Discovering Properties of Light

We celebrate the season this way,
trying to be the first to find him,
to round the name Orion in a cloud
of breath. Years past,
as autumn shuffled in its stars
and we walked the open fields,
you would repeat the Arabic names
of his shoulder and heel, scuttle your fingers up
my back like the scorpion that chases him,
point out Canis Major loyal at his feet.
Tonight when we step from the porch,
you point above us to the hunter
and silently walk away,
leaving me standing
under his shield.

Orion's sword hangs heavy
off his bright belt, a pulsing
blade, sheathed in the heat
of nuclear fusion. Now I know
his sword's middle star is not
a star -- just a fine nebula swirl,
magnesium powder flashing
off a photographer's plate.
And the Seven Sisters are really a hundred
clustered in the dust of their birth,
most too unsure of themselves to shine
any brighter.

In the fluorescence of the bathroom
I find new lines in the skin
of my face like the hidden rings
of Neptune coming clearer in the scope.
I see my thighs are widening like
the new edges of a whirlpool galaxy.
My breasts are softer and long,
caught full in the black-hole stretch
between gravity and vanity.
When we go to bed
I use the light of one candle
to wash myself young in a distant flutter.

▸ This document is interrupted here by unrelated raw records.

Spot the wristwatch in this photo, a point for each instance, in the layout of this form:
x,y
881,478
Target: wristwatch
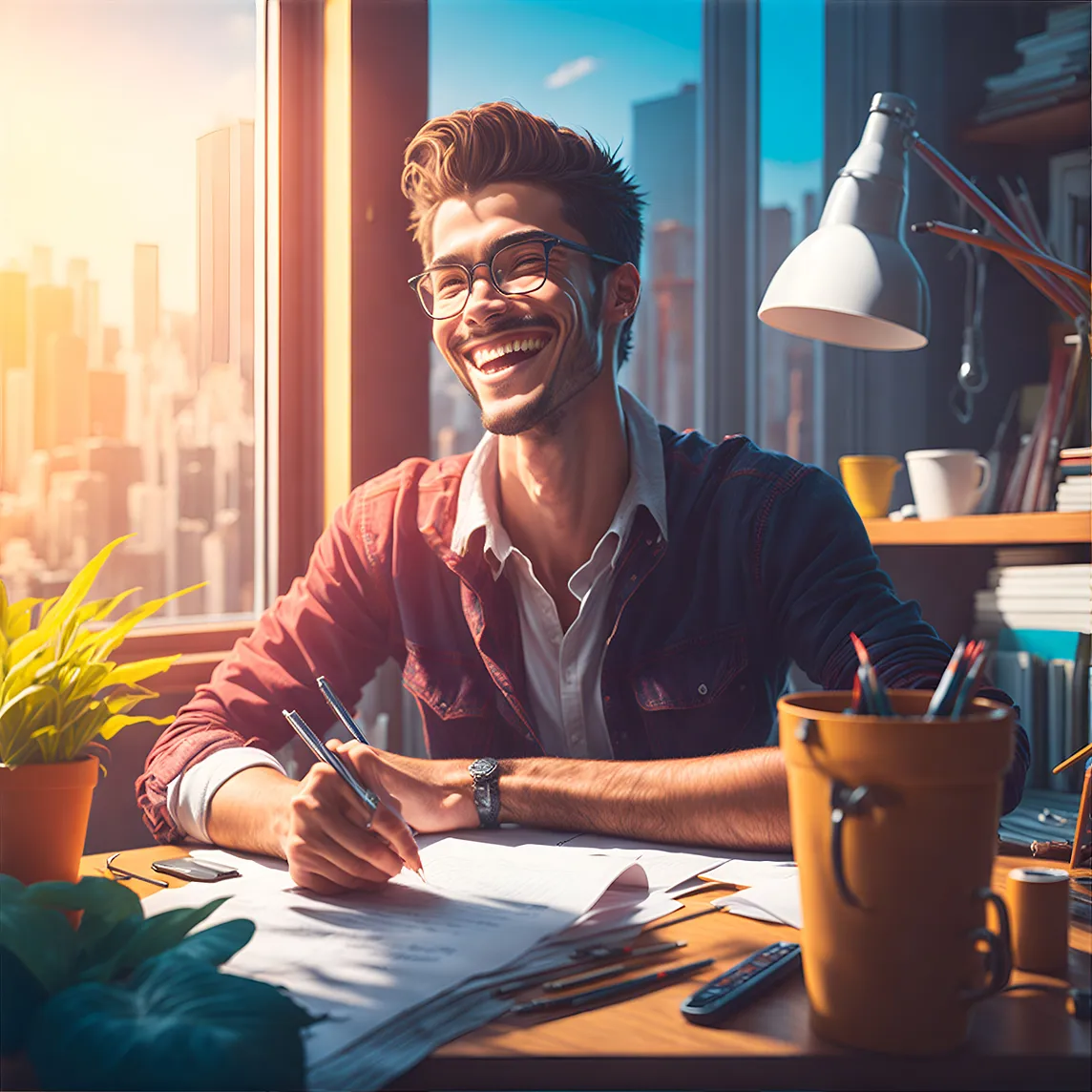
x,y
486,774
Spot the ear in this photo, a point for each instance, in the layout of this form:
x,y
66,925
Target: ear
x,y
621,294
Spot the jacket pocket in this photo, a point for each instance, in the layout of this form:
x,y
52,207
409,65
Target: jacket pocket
x,y
691,674
449,682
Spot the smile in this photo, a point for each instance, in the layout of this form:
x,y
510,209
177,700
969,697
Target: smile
x,y
507,354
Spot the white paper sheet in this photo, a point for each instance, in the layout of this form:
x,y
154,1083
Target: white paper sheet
x,y
749,872
365,956
778,901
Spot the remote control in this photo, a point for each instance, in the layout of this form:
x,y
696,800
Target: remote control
x,y
742,984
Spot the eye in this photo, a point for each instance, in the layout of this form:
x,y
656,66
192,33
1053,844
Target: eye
x,y
449,282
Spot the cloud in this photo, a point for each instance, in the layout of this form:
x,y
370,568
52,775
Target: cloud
x,y
571,71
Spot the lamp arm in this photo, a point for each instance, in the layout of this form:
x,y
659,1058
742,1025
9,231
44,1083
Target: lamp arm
x,y
1056,290
1007,249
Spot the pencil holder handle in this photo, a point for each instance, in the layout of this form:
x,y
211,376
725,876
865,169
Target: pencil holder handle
x,y
998,954
844,802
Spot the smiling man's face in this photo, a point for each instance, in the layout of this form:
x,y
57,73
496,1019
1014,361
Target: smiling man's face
x,y
522,358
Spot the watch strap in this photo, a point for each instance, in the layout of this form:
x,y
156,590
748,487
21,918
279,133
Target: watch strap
x,y
486,776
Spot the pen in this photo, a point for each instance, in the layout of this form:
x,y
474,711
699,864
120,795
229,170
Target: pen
x,y
941,691
616,991
968,686
611,970
324,753
343,714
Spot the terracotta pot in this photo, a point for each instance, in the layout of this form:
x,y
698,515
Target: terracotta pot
x,y
44,811
894,831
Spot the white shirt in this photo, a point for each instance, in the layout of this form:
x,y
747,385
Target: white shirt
x,y
563,668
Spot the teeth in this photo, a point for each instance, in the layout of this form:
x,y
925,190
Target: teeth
x,y
518,346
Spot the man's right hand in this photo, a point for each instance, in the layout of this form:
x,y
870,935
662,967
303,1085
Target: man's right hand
x,y
317,825
328,843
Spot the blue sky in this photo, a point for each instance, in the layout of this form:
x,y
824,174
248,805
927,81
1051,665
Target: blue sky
x,y
584,62
99,152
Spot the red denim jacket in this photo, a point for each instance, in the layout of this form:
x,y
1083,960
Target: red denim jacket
x,y
766,562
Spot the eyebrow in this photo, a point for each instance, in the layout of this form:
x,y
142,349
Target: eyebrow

I read the words of three great teachers
who considered the way things seem.
Buddha said that just as a magician
makes illusions, nothing is as it appears.
Sartre said that things are entirely
what they appear to be, and behind them
there is nothing.
But Sagan said when you are across from me,
over at the cold edge of the field,
I am seeing you not as you are now
but as you just were,
a hundred-millionth of a second ago,
which Sagan said was too small to notice.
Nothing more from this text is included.